Even small contributions to health-focused charities and organizations can go a long way to alleviating hunger, promoting family farms, and combating malnutrition.
Got $10? How about $20? You’d be surprised how far even those small amounts can go when put toward good causes like alleviating hunger, promoting family farms, and combating malnutrition around the globe. If you’re passionate about health and believe in safe and sustainable foods for all, consider tax-deductible contributions to the following.
The Center for Foodborne Illness Research & Prevention. Cofounded by Barbara Kowalcyk (profiled in the film Food, Inc.) after the death of her two-and-a-half-year-old son, Kevin, from complications due to E. coli infection, the center supports research, education, consumer advocacy, and assistance to victims of serious foodborne illness.
Community Food Security Coalition. A group of over 300 organizations that help build infrastructure, train, and raise awareness around local and regional food systems to “ensure access to affordable, nutritious, and culturally appropriate food to all people at all times. We seek to develop self-reliance among all communities in obtaining their food and to create a system of growing, manufacturing, processing, making available, and selling food that is regionally based and grounded in the principles of justice, democracy, and sustainability.”
Farm Aid. Not just a yearly concert headlined by activist-performers like Willie Nelson, Farm Aid works year-round to support family farmers across the U.S. Their new Farmer Resource Network helps connect farmers to the resources they need to survive—and to promote more sustainable and profitable farming.
Fast Food Free. Started in 2008 by a 10-year-old food activist, Fast Food Free encourages kids to eat more consciously by taking the Fast Food Free Pledge. “I’d like to reach even more people across the U.S.,” founder Koa Halpern told us recently, “but travel budgets are limited.”

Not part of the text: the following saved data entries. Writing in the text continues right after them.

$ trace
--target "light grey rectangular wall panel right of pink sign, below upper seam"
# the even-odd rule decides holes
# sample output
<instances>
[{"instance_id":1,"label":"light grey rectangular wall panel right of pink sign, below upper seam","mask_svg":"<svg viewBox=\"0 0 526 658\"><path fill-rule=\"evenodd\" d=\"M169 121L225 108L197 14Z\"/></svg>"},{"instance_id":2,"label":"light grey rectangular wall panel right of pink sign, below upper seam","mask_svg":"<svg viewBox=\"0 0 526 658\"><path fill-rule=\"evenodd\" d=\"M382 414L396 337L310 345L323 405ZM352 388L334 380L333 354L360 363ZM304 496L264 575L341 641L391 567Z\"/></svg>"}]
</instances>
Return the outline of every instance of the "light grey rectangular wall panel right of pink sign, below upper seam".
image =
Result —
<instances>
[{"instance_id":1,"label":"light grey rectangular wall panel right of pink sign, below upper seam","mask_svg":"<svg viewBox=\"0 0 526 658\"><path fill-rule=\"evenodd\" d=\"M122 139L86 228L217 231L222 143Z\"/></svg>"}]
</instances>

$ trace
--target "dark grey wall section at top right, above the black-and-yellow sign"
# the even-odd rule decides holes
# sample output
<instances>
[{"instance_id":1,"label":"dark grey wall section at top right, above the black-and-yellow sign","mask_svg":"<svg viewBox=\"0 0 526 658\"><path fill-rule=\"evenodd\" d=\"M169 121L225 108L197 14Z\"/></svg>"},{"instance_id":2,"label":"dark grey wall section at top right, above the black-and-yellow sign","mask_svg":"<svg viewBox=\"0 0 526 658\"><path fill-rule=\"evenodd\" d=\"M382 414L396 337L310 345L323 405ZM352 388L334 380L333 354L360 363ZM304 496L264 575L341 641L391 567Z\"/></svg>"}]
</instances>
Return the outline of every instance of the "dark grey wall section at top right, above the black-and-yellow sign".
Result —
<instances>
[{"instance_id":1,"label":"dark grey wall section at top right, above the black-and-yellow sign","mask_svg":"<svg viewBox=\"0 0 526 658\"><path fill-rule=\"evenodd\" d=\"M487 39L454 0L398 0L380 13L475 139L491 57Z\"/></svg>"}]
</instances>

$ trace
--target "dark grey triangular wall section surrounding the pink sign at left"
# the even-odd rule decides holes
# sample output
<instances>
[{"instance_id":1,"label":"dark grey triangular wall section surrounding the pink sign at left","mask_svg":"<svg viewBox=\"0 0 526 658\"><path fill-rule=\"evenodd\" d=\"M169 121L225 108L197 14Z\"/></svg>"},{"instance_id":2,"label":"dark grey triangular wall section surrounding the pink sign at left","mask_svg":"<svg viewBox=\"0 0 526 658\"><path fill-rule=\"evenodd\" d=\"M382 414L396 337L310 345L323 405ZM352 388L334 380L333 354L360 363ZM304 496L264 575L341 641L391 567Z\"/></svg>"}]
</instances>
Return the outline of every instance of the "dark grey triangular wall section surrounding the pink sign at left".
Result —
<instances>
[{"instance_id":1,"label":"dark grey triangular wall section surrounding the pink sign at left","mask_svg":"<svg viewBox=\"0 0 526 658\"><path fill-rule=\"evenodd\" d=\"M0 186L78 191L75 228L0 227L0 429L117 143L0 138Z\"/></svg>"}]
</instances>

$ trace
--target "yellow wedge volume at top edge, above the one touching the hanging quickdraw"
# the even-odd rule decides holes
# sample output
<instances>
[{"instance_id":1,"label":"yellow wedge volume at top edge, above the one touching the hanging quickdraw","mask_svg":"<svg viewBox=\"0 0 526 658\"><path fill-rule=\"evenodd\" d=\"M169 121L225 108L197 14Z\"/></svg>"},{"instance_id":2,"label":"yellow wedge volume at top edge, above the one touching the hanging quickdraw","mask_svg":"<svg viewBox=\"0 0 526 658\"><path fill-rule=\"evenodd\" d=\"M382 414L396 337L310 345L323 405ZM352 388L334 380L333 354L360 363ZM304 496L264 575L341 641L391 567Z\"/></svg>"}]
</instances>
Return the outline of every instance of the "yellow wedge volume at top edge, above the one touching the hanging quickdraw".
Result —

Feeding America. One of the largest national organizations working to alleviate hunger across the country, Feeding America provides food for 37 million Americans every year, including 14 million children.

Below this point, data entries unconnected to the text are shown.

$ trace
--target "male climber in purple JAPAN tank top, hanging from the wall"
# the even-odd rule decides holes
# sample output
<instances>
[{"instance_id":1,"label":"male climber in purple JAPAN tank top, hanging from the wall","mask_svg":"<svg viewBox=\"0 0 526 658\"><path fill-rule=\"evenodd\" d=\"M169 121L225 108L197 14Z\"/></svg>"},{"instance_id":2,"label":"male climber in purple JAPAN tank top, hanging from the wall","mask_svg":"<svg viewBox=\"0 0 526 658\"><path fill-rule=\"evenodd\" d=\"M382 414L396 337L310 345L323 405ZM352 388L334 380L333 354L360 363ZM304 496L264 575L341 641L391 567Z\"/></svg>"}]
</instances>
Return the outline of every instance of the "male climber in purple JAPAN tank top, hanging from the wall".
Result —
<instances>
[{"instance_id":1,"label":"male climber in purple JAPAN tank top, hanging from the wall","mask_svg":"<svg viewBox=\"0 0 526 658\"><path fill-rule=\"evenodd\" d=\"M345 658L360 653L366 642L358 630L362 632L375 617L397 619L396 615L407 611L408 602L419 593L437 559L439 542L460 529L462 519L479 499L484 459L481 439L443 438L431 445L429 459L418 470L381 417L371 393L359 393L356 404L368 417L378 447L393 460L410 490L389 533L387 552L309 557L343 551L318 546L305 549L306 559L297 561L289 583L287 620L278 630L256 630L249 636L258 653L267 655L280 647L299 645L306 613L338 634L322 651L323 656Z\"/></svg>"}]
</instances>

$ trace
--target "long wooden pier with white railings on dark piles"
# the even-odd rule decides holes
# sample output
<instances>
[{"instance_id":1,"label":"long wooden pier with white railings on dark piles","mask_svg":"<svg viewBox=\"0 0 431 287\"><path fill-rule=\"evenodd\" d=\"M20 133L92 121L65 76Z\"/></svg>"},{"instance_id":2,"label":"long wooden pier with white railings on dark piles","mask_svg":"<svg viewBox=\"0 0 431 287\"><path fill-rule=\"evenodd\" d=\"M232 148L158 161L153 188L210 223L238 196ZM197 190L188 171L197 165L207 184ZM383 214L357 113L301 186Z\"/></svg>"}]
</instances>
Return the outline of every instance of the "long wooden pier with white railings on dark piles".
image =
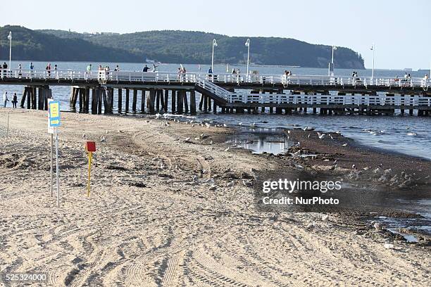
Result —
<instances>
[{"instance_id":1,"label":"long wooden pier with white railings on dark piles","mask_svg":"<svg viewBox=\"0 0 431 287\"><path fill-rule=\"evenodd\" d=\"M308 75L11 70L0 84L23 85L21 108L46 109L50 87L70 86L79 113L295 112L430 115L431 81ZM196 98L196 93L197 97ZM79 106L78 106L79 105ZM416 113L415 113L416 112Z\"/></svg>"}]
</instances>

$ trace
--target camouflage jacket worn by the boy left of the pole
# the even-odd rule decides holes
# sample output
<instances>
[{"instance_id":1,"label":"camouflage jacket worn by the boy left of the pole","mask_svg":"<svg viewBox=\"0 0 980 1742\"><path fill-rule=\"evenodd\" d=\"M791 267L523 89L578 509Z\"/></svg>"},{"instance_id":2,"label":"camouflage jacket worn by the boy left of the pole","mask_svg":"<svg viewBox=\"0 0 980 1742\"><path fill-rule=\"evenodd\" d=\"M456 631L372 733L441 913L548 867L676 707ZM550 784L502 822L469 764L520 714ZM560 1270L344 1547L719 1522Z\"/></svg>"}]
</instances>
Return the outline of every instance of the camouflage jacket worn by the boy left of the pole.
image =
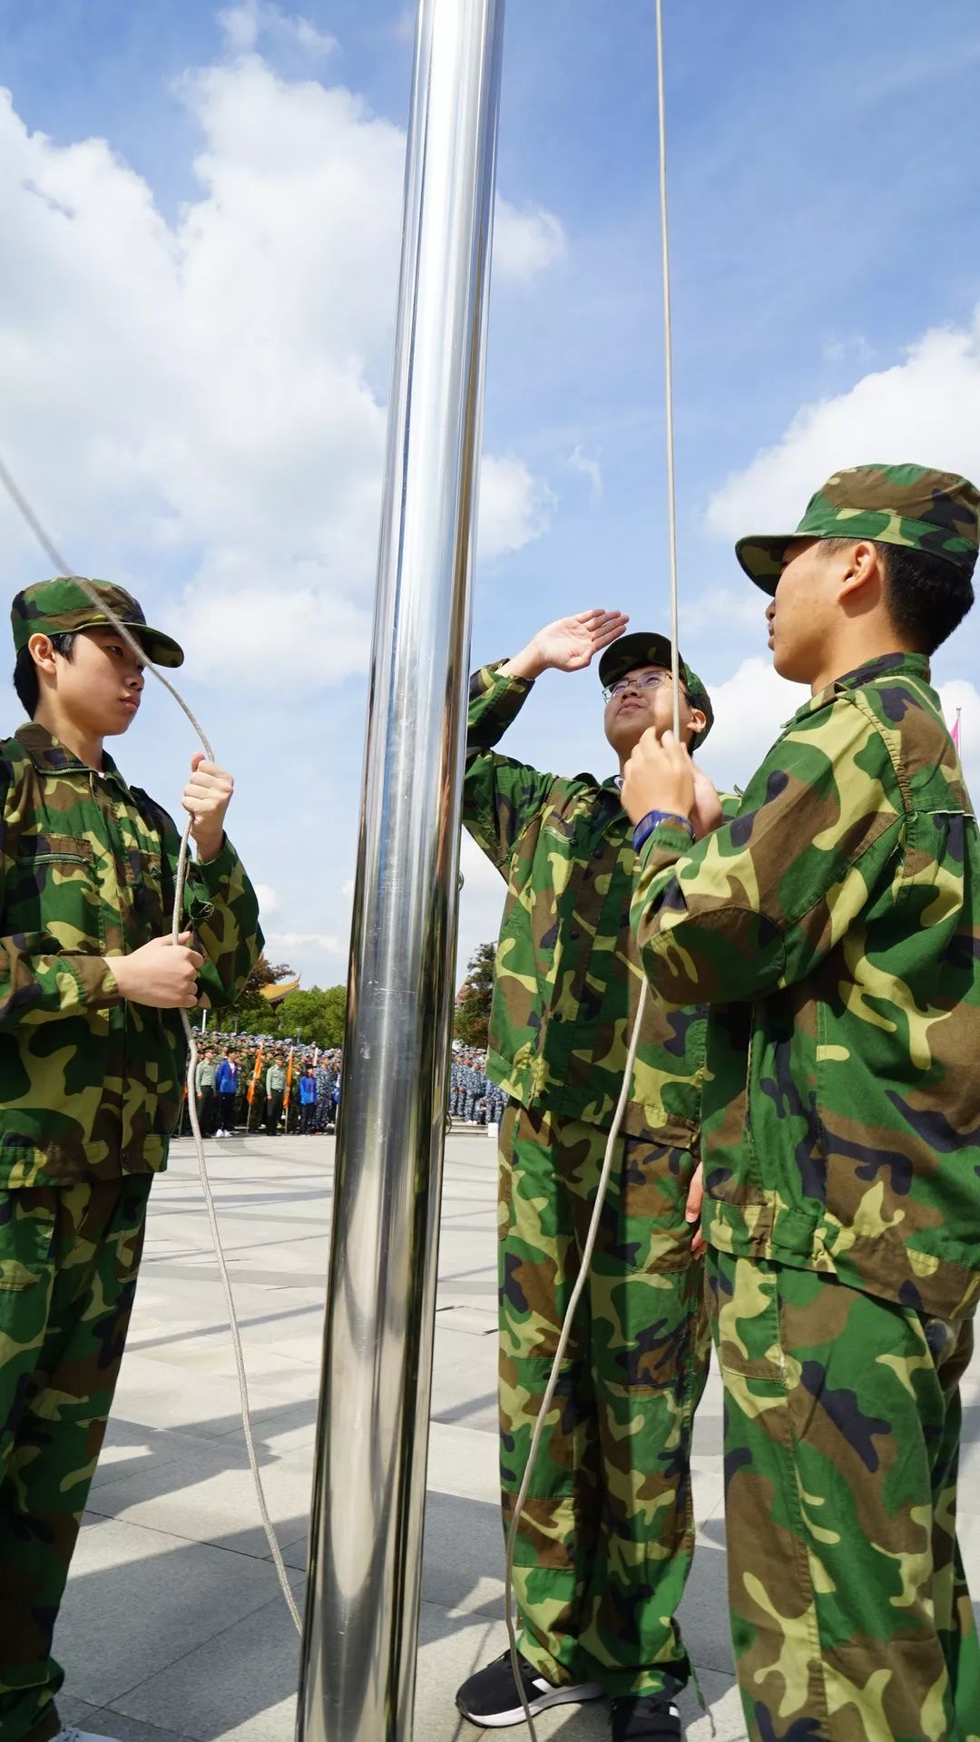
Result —
<instances>
[{"instance_id":1,"label":"camouflage jacket worn by the boy left of the pole","mask_svg":"<svg viewBox=\"0 0 980 1742\"><path fill-rule=\"evenodd\" d=\"M38 725L0 744L0 1186L164 1167L180 1010L126 1003L112 960L169 934L176 826L110 756L96 773ZM228 840L190 864L185 901L204 1002L232 1003L262 932Z\"/></svg>"}]
</instances>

Food Democracy Now. This national grass-roots organization promotes healthy, safe, sustainable food by influencing government policy. Food Democracy Now alerts supporters across the U.S. when important issues arise, collecting signatures and statements with which to influence key decision makers.
Kiva. The beautiful thing about giving through Kiva (the web-based microloan organization) is that you feel a personal connection to those receiving your financlal help. Whether you’re inclined to give to an Ecuadoran cacao farmer or a burgeoning chef in the U.S., Kiva allows you to select and stay in touch with those requesting the loan. “Nearly 98 percent of those who get loans eventually pay them back; most people choose to donate that money again to another individual, keeping the cycle going,” says Bennett Grassano, Kiva’s Director of Development.
The LunchBox Project. An off-shoot of Chef Ann Cooper's Food, Family, Farming Foundation, the LunchBox Project provides “tools that enable all schools, parents, advocates, students, administrators, teachers and food service staff to progress from serving highly processed, unhealthy food to serving fresh, scratch-cooked food.”
Project Healthy Children. This international organization provides pregnant women and children in Africa, Asia, the Caribbean, and Central America with essential nutrients to prevent birth defects, retardation, and malnutrition.
Vitamin Angels. Founded in 1994, Vitamin Angels’ mission is to reduce “child mortality worldwide by connecting essential nutrients, especially vitamin A, with infants and children under five.” Over the past year, Vitamin Angels’ Operation 20/20 aimed to combat vitamin-A deficiency in approximately 20 million children across the globe.